I need to prove that the Partial Differential Equation $u_x + u_t = 0 $ where $u(x,t) = x$ on $x^2 + t^2 = 1$ has no solution.
I solved this equation with method of characteristics and got one value of $u(x,t)$ as
$u(x,t) = x - t + \sqrt{1-(u(x,t))^2}$ ,
how do I show that this is not the solution of given equation.
Any hints?
I agree with you for this particular solution : $$u = x - t + \sqrt{1-u^2} \tag 1$$ There is another particular solution : $$u = x - t - \sqrt{1-u^2} \tag 2$$ In fact the solution is made of the union of the two branches which is described by the implicit equation : $$\boxed{2u^2-2(x-t)u+(x-t)^2-1=0}\tag 3$$ CHECKING : $$4uu_x-2u-2(x-t)u_x+2(x-t)=0 \quad\implies\quad u_x=\frac{u-x+t}{2u-x+t}$$ $$4uu_t+2u-2(x-t)u_t-2(x-t)=0 \quad\implies\quad u_t=\frac{-u+x-t}{2u-x+t}$$ $$u_x+u_t=\frac{u-x+t}{2u-x+t}+\frac{-u+x-t}{2u-x+t}=0\quad\text{thus eq.}(3)\text{ satisfies the PDE}.$$ And putting $u=x$ into Eq.$(3)$ : $$2x^2-2(x-t)x+(x-t)^2-1=0 \quad \to\quad x^2+t^2=1 \quad\text{thus the condition is satisfied.}$$ This seems contradictory with the assumption that there is no solution. Why ?
Comment:
According to Eq.(3) the solution $u(x,t)$ is not a one-to-one function but is a multivalued function. As a consequence one have to discuss about the wording of the problem.

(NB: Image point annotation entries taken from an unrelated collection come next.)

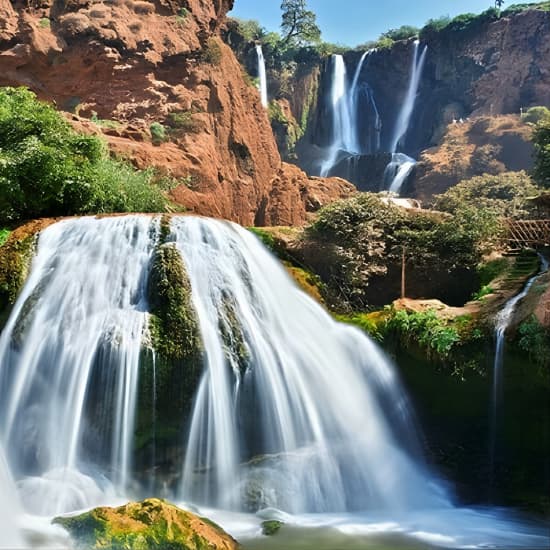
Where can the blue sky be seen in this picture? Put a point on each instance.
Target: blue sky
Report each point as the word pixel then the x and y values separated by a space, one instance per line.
pixel 353 22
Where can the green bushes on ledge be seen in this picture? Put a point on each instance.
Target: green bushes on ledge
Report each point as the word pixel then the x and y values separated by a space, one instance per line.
pixel 49 169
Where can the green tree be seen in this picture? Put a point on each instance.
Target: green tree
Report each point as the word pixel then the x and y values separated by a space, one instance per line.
pixel 299 24
pixel 541 141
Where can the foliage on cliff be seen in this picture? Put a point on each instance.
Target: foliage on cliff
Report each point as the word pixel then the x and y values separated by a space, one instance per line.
pixel 48 169
pixel 363 237
pixel 505 195
pixel 152 524
pixel 541 139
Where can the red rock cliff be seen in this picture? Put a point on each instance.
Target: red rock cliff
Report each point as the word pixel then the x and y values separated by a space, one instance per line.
pixel 128 64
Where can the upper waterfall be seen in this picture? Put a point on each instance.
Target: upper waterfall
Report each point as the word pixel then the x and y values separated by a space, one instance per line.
pixel 305 414
pixel 262 75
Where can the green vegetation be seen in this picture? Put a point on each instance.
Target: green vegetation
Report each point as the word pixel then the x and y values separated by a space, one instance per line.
pixel 534 115
pixel 212 54
pixel 541 141
pixel 534 339
pixel 298 24
pixel 158 133
pixel 48 169
pixel 4 234
pixel 501 195
pixel 153 524
pixel 271 527
pixel 363 237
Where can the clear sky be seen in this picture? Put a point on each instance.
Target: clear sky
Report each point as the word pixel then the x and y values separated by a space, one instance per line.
pixel 353 22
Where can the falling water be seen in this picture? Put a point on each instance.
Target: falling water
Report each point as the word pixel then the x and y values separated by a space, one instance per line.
pixel 293 410
pixel 502 322
pixel 319 394
pixel 262 75
pixel 404 118
pixel 9 508
pixel 344 103
pixel 401 165
pixel 80 318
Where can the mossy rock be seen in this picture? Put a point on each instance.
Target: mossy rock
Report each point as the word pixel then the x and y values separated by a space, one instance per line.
pixel 271 527
pixel 153 524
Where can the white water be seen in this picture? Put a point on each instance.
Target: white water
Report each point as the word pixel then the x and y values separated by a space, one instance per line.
pixel 317 399
pixel 344 105
pixel 407 108
pixel 397 171
pixel 262 75
pixel 401 165
pixel 80 317
pixel 502 321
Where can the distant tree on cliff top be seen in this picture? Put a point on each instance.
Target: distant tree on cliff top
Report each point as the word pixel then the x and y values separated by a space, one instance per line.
pixel 299 26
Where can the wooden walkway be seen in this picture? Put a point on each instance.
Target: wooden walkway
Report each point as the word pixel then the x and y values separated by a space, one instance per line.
pixel 527 234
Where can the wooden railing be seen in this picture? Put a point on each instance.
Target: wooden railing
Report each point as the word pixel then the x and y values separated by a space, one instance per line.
pixel 527 233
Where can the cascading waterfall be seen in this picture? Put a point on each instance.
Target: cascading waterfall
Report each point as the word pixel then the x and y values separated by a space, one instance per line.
pixel 292 410
pixel 401 165
pixel 262 75
pixel 9 508
pixel 80 318
pixel 318 392
pixel 502 322
pixel 344 106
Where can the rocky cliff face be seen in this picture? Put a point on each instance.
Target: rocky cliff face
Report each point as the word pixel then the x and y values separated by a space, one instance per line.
pixel 489 68
pixel 156 79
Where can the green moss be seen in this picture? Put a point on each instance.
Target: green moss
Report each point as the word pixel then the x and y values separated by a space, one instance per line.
pixel 271 527
pixel 15 257
pixel 152 524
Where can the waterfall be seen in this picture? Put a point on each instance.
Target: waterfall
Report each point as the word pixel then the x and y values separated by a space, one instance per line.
pixel 9 508
pixel 262 75
pixel 344 107
pixel 502 322
pixel 79 320
pixel 401 165
pixel 404 118
pixel 299 411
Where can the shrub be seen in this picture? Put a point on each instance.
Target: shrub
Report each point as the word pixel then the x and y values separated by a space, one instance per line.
pixel 534 115
pixel 212 54
pixel 505 194
pixel 48 169
pixel 158 133
pixel 143 8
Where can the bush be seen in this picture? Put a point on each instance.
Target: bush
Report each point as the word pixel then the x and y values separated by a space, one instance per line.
pixel 212 54
pixel 158 133
pixel 541 141
pixel 505 195
pixel 48 169
pixel 534 115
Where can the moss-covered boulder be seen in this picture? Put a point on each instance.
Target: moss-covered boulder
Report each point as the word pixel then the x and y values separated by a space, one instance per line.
pixel 148 525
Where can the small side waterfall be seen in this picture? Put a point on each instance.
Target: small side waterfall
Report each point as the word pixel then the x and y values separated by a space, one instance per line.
pixel 9 508
pixel 502 322
pixel 401 165
pixel 262 75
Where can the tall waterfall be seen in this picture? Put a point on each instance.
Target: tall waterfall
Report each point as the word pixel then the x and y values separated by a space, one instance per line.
pixel 344 107
pixel 501 326
pixel 262 75
pixel 9 508
pixel 311 417
pixel 401 165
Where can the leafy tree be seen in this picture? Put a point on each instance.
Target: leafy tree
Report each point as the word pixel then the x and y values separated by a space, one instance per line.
pixel 504 194
pixel 48 169
pixel 541 140
pixel 298 25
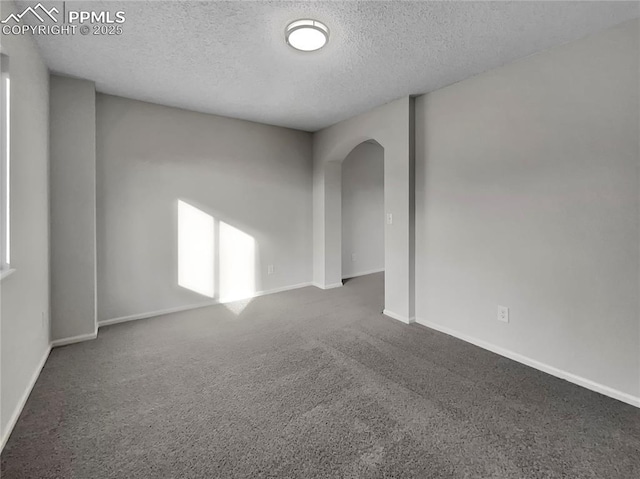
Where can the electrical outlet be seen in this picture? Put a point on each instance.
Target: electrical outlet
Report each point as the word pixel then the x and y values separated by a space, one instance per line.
pixel 503 314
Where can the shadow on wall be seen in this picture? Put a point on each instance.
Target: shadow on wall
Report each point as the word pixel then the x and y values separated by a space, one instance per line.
pixel 215 259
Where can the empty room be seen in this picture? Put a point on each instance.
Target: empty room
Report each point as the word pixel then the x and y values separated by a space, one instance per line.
pixel 320 239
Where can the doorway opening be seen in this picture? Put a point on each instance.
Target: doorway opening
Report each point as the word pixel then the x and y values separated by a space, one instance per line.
pixel 363 211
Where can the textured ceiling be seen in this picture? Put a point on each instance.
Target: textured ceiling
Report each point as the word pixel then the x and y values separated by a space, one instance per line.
pixel 230 58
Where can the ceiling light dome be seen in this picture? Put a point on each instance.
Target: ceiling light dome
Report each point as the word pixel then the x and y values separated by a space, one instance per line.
pixel 307 35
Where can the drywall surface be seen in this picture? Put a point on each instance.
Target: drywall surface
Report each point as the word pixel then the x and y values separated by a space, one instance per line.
pixel 24 318
pixel 527 196
pixel 73 207
pixel 194 207
pixel 363 211
pixel 389 125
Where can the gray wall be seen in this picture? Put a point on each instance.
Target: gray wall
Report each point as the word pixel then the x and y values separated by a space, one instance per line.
pixel 73 207
pixel 24 318
pixel 527 196
pixel 363 210
pixel 254 178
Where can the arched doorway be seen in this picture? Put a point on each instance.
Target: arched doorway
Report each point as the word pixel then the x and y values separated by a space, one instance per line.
pixel 363 211
pixel 390 126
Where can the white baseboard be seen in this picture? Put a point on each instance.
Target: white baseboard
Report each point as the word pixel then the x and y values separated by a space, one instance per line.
pixel 399 317
pixel 559 373
pixel 151 314
pixel 327 286
pixel 74 339
pixel 23 400
pixel 363 273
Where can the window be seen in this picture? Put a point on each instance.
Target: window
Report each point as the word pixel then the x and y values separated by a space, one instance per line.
pixel 5 125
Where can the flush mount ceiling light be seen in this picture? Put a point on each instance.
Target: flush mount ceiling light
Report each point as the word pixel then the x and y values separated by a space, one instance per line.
pixel 307 35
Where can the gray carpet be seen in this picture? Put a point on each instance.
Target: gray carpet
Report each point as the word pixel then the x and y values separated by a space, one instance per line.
pixel 309 384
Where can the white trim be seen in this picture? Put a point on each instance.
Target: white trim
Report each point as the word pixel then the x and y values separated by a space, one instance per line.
pixel 559 373
pixel 23 400
pixel 74 339
pixel 6 273
pixel 399 317
pixel 363 273
pixel 133 317
pixel 327 286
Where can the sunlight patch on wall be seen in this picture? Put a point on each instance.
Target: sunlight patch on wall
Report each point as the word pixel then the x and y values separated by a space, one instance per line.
pixel 196 249
pixel 237 263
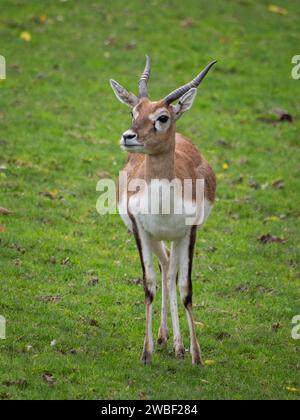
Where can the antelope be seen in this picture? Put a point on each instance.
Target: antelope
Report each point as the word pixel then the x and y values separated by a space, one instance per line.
pixel 158 152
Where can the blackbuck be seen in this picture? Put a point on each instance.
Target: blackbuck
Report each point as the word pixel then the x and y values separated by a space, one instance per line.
pixel 158 153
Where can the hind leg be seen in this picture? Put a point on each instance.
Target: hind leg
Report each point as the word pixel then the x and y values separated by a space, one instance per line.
pixel 187 247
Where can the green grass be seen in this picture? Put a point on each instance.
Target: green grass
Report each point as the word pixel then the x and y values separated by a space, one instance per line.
pixel 59 127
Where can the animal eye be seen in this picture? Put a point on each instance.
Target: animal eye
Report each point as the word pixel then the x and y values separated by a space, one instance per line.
pixel 163 119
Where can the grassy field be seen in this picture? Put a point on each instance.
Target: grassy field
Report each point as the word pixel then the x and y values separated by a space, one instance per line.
pixel 68 274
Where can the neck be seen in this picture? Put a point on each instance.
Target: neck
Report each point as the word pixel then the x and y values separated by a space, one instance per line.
pixel 161 166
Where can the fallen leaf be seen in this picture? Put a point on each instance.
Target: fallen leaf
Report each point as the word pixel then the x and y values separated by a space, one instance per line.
pixel 291 389
pixel 47 194
pixel 25 36
pixel 111 41
pixel 276 327
pixel 93 323
pixel 21 383
pixel 278 10
pixel 49 298
pixel 209 362
pixel 254 184
pixel 53 260
pixel 187 23
pixel 66 261
pixel 93 282
pixel 265 290
pixel 279 184
pixel 223 143
pixel 271 219
pixel 142 396
pixel 199 324
pixel 223 336
pixel 103 174
pixel 43 18
pixel 49 379
pixel 243 288
pixel 136 282
pixel 4 212
pixel 268 238
pixel 131 45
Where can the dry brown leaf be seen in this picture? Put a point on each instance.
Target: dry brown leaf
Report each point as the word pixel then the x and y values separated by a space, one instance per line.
pixel 4 212
pixel 279 184
pixel 278 10
pixel 49 298
pixel 268 238
pixel 49 379
pixel 187 23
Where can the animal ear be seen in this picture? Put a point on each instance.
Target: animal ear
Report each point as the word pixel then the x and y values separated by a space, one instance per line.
pixel 123 95
pixel 185 103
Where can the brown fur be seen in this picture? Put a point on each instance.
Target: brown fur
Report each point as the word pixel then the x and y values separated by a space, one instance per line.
pixel 188 164
pixel 170 155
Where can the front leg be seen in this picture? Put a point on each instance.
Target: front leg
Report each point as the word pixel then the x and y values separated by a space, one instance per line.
pixel 143 241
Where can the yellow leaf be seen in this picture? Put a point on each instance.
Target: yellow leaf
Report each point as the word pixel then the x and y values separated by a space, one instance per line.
pixel 25 36
pixel 43 18
pixel 209 362
pixel 278 10
pixel 272 219
pixel 292 389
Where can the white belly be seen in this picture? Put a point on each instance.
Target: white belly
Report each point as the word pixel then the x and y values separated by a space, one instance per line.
pixel 161 226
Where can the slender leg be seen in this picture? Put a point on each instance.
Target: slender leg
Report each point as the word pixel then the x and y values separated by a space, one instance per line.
pixel 160 250
pixel 173 272
pixel 187 248
pixel 144 245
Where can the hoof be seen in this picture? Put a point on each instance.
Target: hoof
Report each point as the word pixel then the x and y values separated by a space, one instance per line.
pixel 146 358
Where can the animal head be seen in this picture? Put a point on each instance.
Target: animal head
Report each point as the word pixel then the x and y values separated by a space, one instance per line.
pixel 153 123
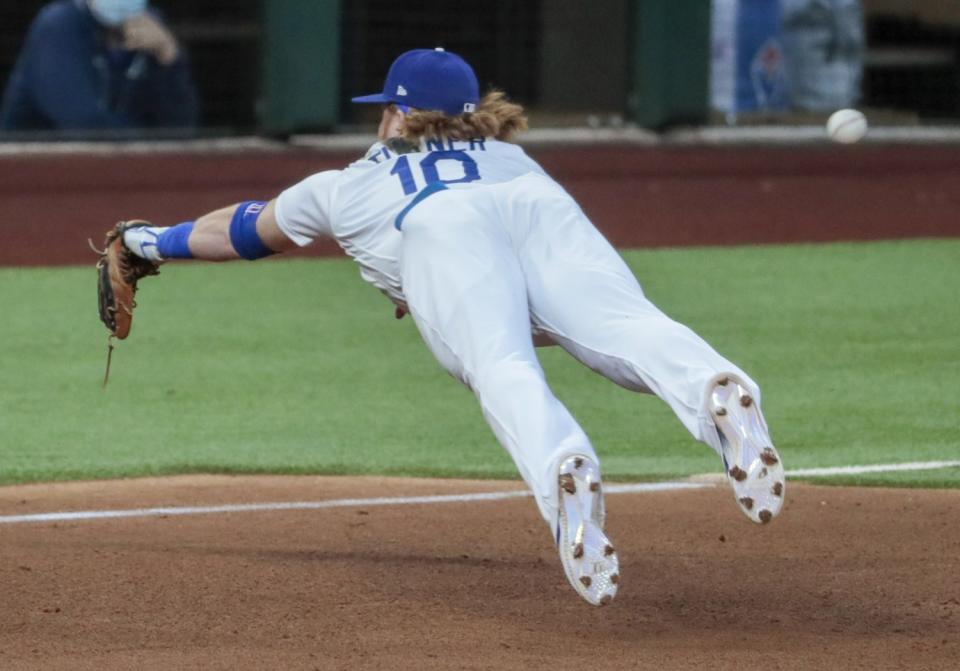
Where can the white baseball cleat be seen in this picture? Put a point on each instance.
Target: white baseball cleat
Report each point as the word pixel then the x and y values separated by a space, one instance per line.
pixel 588 557
pixel 752 464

If the question is "Has the PDE and condition a solution on the form of a one-to-one function? ", the answer is NO because the condition is not satisfied on the WHOLE circle $x^2+t^2=1.$
If the question is "Has the PDE and condition a solution on the form of a multivalued function ? ", the answer is YES.